The Chinese state-aligned threat actor TA423 (aka Leviathan/APT40) is behind a sustained cyber-espionage campaign against countries and entities operating in the South China Sea, including organizations involved in an offshore wind farm in the Taiwan Strait.
The threat actor’s most recent campaigns used malicious emails impersonating Australian media organizations, including the fake Australian Morning News, to deliver ScanBox malware for reconnaissance, according to a report drafted by cybersecurity firm Proofpoint, working in collaboration with PwC.
Researchers also observed phishing activity targeting governmental agencies, media companies, and South China Sea wind turbine operators, as well as a European manufacturer supplying equipment for the Yunlin Offshore Windfarm in the Taiwan Strait.
“The ScanBox-related phishing campaigns identified in April through June 2022 originated from Gmail and Outlook email addresses which Proofpoint assess with moderate confidence were created by the threat actor, and utilized a variety of subject [lines] including ‘Sick Leave,’ ‘User Research,’ and ‘Request Cooperation,'” a blog post on the campaign noted, adding that the phishing campaign is currently ongoing.

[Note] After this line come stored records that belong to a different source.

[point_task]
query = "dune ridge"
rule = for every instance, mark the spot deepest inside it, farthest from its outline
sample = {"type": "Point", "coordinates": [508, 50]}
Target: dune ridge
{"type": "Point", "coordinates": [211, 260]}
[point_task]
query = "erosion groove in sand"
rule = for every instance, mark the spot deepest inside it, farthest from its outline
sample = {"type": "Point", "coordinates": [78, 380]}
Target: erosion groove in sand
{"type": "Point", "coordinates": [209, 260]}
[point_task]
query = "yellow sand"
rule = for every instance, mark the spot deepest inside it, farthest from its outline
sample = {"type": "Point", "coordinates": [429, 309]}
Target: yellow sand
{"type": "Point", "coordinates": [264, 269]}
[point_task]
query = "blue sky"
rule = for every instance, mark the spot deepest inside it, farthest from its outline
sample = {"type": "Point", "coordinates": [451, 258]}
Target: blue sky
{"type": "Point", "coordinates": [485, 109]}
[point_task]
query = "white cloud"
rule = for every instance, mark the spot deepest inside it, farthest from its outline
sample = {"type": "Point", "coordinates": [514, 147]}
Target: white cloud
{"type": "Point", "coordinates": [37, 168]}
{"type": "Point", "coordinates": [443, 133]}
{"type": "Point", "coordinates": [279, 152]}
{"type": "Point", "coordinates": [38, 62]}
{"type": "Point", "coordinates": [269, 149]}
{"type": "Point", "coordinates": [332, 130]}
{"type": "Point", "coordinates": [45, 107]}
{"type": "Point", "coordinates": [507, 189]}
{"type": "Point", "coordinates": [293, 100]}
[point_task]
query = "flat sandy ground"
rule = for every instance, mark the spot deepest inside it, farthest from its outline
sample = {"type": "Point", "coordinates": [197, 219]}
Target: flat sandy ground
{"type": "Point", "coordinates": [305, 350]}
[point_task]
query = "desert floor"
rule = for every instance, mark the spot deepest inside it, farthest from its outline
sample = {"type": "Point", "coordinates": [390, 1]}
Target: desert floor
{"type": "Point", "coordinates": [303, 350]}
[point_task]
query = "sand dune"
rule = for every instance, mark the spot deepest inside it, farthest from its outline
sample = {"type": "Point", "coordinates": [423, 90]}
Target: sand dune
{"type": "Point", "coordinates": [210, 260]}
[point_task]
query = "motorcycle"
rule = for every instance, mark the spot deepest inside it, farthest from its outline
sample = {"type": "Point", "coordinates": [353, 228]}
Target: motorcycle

ScanBox is a reconnaissance and exploitation framework designed to harvest several types of information, such as the target’s public-facing IP address, the type of Web browser they use, and their browser configuration (language or plugin information, for example). It allows threat actors to profile victims, and to deliver further carefully crafted malware to selected targets of interest.
This serves as a setup for the following stages of information gathering and potential follow-on exploitation or compromise, where malware could be deployed to gain persistence on the victim’s systems and allow the attacker to perform espionage activities.
“It creates an impression of the victim’s network that the actors then study and decide the best route to take to achieve further compromise,” explains Sherrod DeGrippo, Proofpoint’s vice president of threat research and detection.
Proofpoint began to observe a consistent pattern of targeting against entities based in Malaysia and Australia as far back as March 2021 — the first phase of the campaign.
“The second phase began in March 2022 and consisted of phishing campaigns which used RTF template injection attachments leveraging template URLs that were customized for each target,” the report noted.
Active for Almost a Decade
DeGrippo notes that TA423 has been active for almost 10 years, with its activity dovetailing with military and political events in the Asia-Pacific region. TA423’s typical targets include defense contractors, manufacturers, universities, government agencies, legal firms involved in diplomatic disputes, and foreign companies involved with Australasian policy or South China Sea operations.
She calls TA423 “one of the most consistent” advanced persistent threat (APT) actors in the threat landscape, supporting the Chinese government in matters related to the South China Sea, including during the recent tensions in Taiwan.
“This group specifically wants to know who is active in the region and, while we can’t say for certain, their focus on naval issues is likely to remain a constant priority in places like Malaysia, Singapore, Taiwan, and Australia,” she explains.
The group is so capable that in 2021, the US Department of Justice charged four of its alleged members with “global computer intrusion campaign targeting intellectual property and confidential business information.”
“We expect TA423 to continue pursuing its intelligence-gathering and espionage mission primarily targeting countries with interests in the South China Sea, as well as further intrusions in Australia, Europe and the United States,” DeGrippo says.
Spike in Phishing Campaigns
Malicious actors are using increasingly sophisticated and unusual methods to conduct phishing campaigns.
Earlier this month, threat actors use a compromised Dynamics 365 Customer Voice business account and a link posing as a survey to steal Microsoft 365 credentials in a widespread campaign.
Google researchers also discovered the latest threat from Iranian APT group Charming Kitten, which has a new data-scraping tool that claws emails from victim Gmail, Yahoo, and Microsoft Outlook accounts using previously acquired credentials.
DeGrippo says protecting email users and the email vector should be a top priority for organizations, particularly those heavily targeted industries with significant email traffic.
“Organizations should focus on a cybersecurity strategy based on people, processes, and technology,” she adds. “This means training individuals to identify malicious emails, using email security tools to block threats before they reach users’ inboxes, and putting the right processes in place to ensure that threats can be mitigated immediately.”